Comparative Public Policy and Governance is a subject that encompasses much work in the Department of Political Science, the School of Public Administration, and other elements in the Faculty of Human and Social Development.

Within the Department of Political Science, a number of faculty work on public policy:

Outside the Department of Political Science, Emmanuel Brunet-Jailly, James McDavid and John Langford of the School of Public Administration, Karena Shaw (Environmental Studies), Cecilia Benoit (Sociology), Helga Halgrimsdottir (Sociology), together with Michael Prince and Katherine Teghtsoonian of the Program in Policy and Practice, form a strong cadre of public policy specialists.

These faculty members can support advanced research in many different policy sectors: taxation policy, environmental policy, social policy, information and communications policy, immigration policy, urban policy, homelessness, energy policy and others.

We would hope, therefore, to attract students interested in researching the dynamics of policy development and implementation, and in explaining differences and similarities in policy outputs and outcomes in comparative and international contexts.

These students might be generally interested in the ways in which the forces of "globalization" affect the ways in which national and local governments respond to common policy challenges. Their research might be comparative in a cross-national sense, it might be comparative of jurisdictions within Canada, or it might be comparative of local jurisdictions across national boundaries.

The collaborative relationship between the School of Public Administration (SPA) and the Department of Political Science is the key to effective graduate programming in this field. The School has the responsibility for professional training in the field of public administration, but it also supports advanced research in the field.
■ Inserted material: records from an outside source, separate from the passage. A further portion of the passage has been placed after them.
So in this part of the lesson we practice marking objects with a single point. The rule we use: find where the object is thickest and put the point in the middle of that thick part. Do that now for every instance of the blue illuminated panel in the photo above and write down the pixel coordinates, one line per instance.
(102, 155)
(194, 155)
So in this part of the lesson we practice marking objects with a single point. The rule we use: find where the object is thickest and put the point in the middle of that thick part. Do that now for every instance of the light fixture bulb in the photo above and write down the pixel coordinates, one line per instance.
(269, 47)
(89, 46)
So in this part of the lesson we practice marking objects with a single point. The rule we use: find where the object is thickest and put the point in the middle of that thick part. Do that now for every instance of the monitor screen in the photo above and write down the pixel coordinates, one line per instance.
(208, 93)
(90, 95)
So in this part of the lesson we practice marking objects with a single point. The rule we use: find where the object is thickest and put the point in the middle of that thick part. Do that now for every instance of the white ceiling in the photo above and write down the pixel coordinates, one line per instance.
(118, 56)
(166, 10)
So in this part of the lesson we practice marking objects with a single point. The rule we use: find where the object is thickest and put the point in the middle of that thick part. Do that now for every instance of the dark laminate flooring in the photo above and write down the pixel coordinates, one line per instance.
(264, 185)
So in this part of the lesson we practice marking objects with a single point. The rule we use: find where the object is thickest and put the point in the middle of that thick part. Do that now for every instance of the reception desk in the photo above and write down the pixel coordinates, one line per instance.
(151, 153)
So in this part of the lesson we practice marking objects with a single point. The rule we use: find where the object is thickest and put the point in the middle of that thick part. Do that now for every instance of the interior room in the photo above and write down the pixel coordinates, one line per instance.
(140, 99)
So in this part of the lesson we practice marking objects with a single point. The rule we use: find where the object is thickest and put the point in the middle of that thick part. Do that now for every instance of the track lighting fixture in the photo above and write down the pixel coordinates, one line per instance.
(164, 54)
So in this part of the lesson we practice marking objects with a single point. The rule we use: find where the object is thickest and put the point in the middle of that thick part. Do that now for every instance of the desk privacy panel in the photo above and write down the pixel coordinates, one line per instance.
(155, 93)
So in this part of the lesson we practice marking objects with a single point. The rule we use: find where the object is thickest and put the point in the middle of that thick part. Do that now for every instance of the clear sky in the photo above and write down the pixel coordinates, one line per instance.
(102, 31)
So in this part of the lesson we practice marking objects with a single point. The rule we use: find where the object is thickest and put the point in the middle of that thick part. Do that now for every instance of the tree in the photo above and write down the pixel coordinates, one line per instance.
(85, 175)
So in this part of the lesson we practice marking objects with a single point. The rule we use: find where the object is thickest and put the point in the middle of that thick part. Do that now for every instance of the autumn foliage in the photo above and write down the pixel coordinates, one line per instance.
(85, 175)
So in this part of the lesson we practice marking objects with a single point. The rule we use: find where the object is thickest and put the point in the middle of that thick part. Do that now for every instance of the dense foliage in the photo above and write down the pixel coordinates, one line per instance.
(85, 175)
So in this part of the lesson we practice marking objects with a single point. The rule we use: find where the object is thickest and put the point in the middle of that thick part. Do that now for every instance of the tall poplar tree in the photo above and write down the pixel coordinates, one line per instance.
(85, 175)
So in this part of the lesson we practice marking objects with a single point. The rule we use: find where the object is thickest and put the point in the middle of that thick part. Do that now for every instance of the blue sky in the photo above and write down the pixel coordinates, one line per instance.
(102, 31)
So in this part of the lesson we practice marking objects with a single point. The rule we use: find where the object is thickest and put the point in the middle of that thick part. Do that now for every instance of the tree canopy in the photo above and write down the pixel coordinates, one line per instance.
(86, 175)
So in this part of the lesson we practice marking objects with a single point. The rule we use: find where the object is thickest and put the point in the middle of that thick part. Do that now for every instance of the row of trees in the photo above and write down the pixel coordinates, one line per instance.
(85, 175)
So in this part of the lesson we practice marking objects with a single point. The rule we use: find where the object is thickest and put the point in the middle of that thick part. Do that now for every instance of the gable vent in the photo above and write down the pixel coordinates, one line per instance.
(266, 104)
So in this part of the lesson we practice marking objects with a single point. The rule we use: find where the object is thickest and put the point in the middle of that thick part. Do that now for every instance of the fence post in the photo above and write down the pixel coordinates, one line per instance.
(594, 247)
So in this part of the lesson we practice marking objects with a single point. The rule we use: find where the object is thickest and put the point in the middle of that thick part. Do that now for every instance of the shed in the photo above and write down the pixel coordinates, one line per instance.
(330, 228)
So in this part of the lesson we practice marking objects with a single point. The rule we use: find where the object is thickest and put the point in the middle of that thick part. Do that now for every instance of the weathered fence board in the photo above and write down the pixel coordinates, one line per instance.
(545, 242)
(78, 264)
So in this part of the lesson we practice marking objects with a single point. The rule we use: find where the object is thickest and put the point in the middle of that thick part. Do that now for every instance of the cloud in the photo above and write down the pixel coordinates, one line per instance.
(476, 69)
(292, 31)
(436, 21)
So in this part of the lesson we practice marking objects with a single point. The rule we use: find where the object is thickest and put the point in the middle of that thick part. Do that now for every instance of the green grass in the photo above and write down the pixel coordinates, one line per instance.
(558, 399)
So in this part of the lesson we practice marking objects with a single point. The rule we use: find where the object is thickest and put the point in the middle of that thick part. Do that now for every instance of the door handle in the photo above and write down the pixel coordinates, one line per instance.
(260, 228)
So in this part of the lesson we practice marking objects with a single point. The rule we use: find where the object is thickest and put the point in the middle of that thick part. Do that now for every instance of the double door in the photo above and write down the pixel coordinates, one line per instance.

Working collaboratively, the School and the Department can support both professionally-oriented and academically-oriented research students.

The Department's particular contribution is to bring strong theoretical and comparative perspectives to bear on the work at hand. Students concentrating in this field will be expected to take a two-course seminar sequence. The first is offered by the Political Science Department entitled Comparative Public Policy and Governance (POLI 607); this course reviews the conceptual and theoretical literature on policy development and implementation in comparative perspective. A second course is offered by the School of Public Administration Theories of Public Management (POLI 610/ADMN 604). Both courses are cross-listed and co-developed with faculty from both units. 

In addition, some political science students might be required to take one or two courses on methodology, offered by the School. Some SPA students might also take other policy-related seminars in the Department.

Candidacy examinations will be developed jointly by Faculty within the Department and the School, based on the reading lists in the two required courses. A natural complement to a candidacy examination in comparative public policy and governance would be one in Canadian Politics, but international relations, comparative politics, and political theory are also possibilities.